NUMBER OF JOURNALS PUBLISHED ANNUALLY (PRINT,

ELECTRONIC, OPEN ACCESS, ETC.): 51 Annual Reviews OTHER PUBLICATIONS: Knowable Magazine (in English and Spanish); The Charleston Advisor. TOTAL NUMBER OF JOURNALS CURRENTLY PUBLISHED: 51

HISTORY AND BRIEF DESCRIPTION OF YOUR COMPANY/

PUBLISHING PROGRAM: Annual Reviews is a nonprofit publisher dedicated to synthesizing and integrating knowledge for the progress of science and the benefit of society. All 51 of the journals that we publish are review journals. No other science publisher specializes in this way. They are run for researchers, by researchers and have been since the organization was started in 1930 by a group of biochemists who wanted the research literature sifted, reviewed and synthesized. We also publish an award-winning general science magazine (Knowable Magazine) in English and Spanish.
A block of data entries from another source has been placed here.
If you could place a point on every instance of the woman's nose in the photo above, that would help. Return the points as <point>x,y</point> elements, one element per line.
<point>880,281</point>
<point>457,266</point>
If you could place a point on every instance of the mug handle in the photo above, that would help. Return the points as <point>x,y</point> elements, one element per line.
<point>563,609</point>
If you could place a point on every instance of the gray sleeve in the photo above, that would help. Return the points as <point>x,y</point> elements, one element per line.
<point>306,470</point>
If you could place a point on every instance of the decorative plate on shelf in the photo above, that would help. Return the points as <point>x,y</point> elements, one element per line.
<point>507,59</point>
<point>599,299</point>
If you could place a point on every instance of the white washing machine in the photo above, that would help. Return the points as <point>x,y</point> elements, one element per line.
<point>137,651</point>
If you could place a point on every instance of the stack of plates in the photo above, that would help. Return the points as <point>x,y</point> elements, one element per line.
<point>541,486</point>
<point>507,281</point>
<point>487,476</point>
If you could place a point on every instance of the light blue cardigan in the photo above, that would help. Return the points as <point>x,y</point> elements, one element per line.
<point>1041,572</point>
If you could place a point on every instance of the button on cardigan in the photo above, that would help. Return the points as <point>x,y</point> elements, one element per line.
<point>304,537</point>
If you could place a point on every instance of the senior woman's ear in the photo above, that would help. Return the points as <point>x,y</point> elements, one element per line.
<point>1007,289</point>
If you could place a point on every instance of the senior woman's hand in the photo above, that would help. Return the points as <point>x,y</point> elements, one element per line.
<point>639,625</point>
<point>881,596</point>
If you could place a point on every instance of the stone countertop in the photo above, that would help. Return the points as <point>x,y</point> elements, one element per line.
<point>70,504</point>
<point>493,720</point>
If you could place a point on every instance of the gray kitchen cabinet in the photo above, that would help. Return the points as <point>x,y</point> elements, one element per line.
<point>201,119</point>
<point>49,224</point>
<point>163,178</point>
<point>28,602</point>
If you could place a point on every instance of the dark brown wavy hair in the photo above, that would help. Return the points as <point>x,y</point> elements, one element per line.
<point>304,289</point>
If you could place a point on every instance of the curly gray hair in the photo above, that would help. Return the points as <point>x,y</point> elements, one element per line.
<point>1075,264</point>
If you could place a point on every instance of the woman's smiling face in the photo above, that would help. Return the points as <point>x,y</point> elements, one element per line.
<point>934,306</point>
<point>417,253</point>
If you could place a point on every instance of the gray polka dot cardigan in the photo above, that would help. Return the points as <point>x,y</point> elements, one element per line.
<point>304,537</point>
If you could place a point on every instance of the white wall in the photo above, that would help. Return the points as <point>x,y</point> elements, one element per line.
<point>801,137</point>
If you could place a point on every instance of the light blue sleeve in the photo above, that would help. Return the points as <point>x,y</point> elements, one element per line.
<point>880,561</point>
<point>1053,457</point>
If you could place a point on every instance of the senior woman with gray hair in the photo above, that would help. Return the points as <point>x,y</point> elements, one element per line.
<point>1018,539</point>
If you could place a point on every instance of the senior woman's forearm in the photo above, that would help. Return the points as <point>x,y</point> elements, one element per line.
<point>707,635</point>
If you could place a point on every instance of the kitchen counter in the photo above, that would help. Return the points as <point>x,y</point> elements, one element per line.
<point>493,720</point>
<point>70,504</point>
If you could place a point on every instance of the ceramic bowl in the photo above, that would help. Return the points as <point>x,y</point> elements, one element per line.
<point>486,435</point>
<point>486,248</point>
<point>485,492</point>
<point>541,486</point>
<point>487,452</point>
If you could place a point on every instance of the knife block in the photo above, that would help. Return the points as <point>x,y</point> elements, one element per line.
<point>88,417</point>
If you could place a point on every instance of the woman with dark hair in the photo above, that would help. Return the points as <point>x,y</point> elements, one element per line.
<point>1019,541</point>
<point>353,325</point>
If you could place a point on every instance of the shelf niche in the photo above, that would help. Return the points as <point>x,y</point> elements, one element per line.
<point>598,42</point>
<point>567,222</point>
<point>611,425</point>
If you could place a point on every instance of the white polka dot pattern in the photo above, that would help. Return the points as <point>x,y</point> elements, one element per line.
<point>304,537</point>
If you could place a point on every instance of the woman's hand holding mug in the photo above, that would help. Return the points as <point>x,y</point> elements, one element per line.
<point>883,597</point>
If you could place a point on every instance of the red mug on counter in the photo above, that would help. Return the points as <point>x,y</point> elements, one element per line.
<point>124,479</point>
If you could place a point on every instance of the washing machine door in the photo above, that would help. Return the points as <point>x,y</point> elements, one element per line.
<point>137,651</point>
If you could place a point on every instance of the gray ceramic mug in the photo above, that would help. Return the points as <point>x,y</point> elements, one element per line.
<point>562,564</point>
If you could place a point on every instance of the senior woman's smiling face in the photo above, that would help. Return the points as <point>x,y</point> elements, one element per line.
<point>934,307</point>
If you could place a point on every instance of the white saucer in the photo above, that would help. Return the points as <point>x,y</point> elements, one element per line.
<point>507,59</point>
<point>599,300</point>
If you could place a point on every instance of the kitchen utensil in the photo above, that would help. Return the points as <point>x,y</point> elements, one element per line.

Its content is free to read and republish and appears in major media outlets world-wide, including The Washington Post, The Atlantic, and BBC Future. This provides readers with scientifically valid and digestible information via their preferred media outlet. In 2022, we purchased The Charleston Advisor. Our finances are transparent and our products priced to cover costs, not to profit shareholders and investors. We are a small, organization with100 members of staff and a turnover of around $20 million.

Duke University Press

905 W Main St, Ste 18-B Durham, NC 27701 Phone: 888-651-0122 Fax: 919-688-2615 https://www.dukeupress.edu AFFILIATED COMPANIES: Duke University, Scholarly Publishing Collective, Project Euclid. OFFICERS: Dean Smith, Director. ASSOCIATION MEMBERSHIPS, ETC.: Association of University Presses. KEY PRODUCTS AND SERVICES: Print and electronic books and journals, book and journal collections for libraries, print fulfillment and electronic hosting on behalf of partner publishers via the Scholarly Publishing Collective CORE MARKETS/CLIENTELE: Academic and public libraries, scholars/ academics, and general readers. NUMBER OF EMPLOYEES: ~110

NUMBER OF BOOKS PUBLISHED ANNUALLY (PRINT, ELECTRONIC,

OPEN ACCESS, ETC.): 150 books, print and electronic.

NUMBER OF JOURNALS PUBLISHED ANNUALLY (PRINT,

ELECTRONIC, OPEN ACCESS, ETC.): Over 60.

TOTAL NUMBER OF BOOKS ON YOUR BACKLIST (PRINT,

ELECTRONIC, ETC.): Approx. 3000. TOTAL NUMBER OF JOURNALS CURRENTLY PUBLISHED: 62

HISTORY AND BRIEF DESCRIPTION OF YOUR COMPANY/

PUBLISHING PROGRAM: Founded in 1921 as Trinity College Press, we became Duke University Press in 1926, shortly after Trinity College became Duke University. The Press’s publishing program grew rapidly in the 1990s and became particularly known for expanding interdisciplinary scholarship in the humanities and social sciences and pioneering new fields of inquiry and debate. Today, we continue to seek out new scholarly voices in emerging fields and use our digital platform to support our mission to expand the reach and readership of this important scholarship.

IS THERE ANYTHING ELSE THAT YOU THINK WOULD BE OF

INTEREST TO OUR READERS? Our Library Relations team is excited to see our colleagues in person at the Charleston Library Conference this fall.